Micromyrtus albicans

Scientific classification
- Kingdom: Plantae
- Clade: Tracheophytes
- Clade: Angiosperms
- Clade: Eudicots
- Clade: Rosids
- Order: Myrtales
- Family: Myrtaceae
- Genus: Micromyrtus
- Species: M. albicans
- Binomial name: Micromyrtus albicans A.R.Bean

= Micromyrtus albicans =

- Genus: Micromyrtus
- Species: albicans
- Authority: A.R.Bean

Species of shrub

Micromyrtus albicans is a species of flowering plant in the myrtle family, Myrtaceae and is endemic to a small area of south-eastern Queensland. It is a slender shrub with overlapping, egg-shaped leaves and small white flowers.

==Description==
Micromyrtus albicans is a slender erect shrub that typically grows up to 3 m high and 0.5 m wide and has pendulous branchlets. It leaves overlap each other, egg-shaped with the narrower end towards the base, 1.2–2.5 mm long, 0.6–0.9 mm wide and sessile with oil glands.

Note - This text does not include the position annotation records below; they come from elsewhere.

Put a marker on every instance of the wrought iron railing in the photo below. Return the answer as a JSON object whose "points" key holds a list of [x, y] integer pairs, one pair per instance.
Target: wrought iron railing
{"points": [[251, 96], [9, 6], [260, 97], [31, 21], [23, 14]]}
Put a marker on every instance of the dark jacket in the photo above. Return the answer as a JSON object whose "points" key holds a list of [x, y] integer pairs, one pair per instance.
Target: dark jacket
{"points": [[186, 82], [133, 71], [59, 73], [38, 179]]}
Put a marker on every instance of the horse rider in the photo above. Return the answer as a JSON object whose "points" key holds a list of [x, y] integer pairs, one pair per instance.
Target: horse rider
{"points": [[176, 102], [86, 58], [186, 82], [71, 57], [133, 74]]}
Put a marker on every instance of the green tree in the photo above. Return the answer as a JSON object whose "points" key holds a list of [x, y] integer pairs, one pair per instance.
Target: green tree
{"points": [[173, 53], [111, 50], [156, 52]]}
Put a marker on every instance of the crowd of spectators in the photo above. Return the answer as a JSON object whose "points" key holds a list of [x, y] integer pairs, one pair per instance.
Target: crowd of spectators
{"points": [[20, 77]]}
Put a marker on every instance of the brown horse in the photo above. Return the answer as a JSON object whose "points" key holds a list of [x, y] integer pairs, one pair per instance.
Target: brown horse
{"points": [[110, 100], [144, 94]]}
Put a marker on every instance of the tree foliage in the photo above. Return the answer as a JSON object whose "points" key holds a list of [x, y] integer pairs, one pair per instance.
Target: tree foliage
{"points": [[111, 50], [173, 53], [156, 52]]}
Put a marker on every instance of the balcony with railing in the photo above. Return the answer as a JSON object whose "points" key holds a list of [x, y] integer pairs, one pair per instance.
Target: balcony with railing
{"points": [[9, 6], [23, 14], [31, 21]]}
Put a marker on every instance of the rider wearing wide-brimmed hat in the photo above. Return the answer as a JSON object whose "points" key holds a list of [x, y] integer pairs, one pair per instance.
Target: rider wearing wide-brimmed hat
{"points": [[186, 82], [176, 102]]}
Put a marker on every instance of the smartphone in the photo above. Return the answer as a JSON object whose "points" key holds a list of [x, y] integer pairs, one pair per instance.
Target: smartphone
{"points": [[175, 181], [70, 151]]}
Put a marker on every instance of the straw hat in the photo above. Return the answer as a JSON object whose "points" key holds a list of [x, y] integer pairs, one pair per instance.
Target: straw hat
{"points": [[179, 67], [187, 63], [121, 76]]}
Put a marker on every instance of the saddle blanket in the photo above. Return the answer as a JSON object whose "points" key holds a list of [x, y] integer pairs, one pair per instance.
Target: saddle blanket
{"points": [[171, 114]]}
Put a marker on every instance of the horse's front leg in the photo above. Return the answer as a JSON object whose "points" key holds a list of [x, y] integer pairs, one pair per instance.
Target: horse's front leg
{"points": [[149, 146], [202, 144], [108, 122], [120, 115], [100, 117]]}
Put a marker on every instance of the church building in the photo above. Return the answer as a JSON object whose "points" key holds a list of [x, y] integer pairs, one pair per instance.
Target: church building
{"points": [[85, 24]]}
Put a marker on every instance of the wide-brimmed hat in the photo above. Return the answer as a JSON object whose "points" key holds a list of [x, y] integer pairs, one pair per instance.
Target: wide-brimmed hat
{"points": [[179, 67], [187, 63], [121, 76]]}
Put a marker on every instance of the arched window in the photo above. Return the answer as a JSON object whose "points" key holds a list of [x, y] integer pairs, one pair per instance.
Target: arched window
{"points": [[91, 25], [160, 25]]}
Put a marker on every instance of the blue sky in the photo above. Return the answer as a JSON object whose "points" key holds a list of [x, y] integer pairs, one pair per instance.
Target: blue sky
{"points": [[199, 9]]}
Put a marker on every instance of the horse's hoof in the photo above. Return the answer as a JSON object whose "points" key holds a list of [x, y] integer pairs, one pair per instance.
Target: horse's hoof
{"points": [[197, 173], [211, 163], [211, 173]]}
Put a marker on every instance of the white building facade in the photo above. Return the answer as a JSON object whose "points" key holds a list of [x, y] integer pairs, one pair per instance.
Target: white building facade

The flowers are arranged singly in leaf axils on a peduncle 0.5–1 mm long with bracteoles about 0.9 mm long at the base. The sepal lobes are round or oblong, 0.4–0.8 mm long and wide and the petals are white, egg-shaped or round and 1.1–1.4 mm long. There are five stamens, each opposite a petal, the filaments about 0.3 mm long. Flowering occurs throughout the year.

==Taxonomy==
Micromyrtus albicans was first formally described in 1997 by Anthony Bean in the journal Austrobaileya from specimens collected near Chinchilla in 1994. The specific epithet (albicans`) means "white" or "becoming white", contrasting the flower colour of this species with the yellow flowers of M. carinata.

==Distribution and habitat==
This species of micromyrtus grows in woodland and is only known from the north-eastern quarter of the Barakula State Forest near Chincilla in south-eastern Queensland.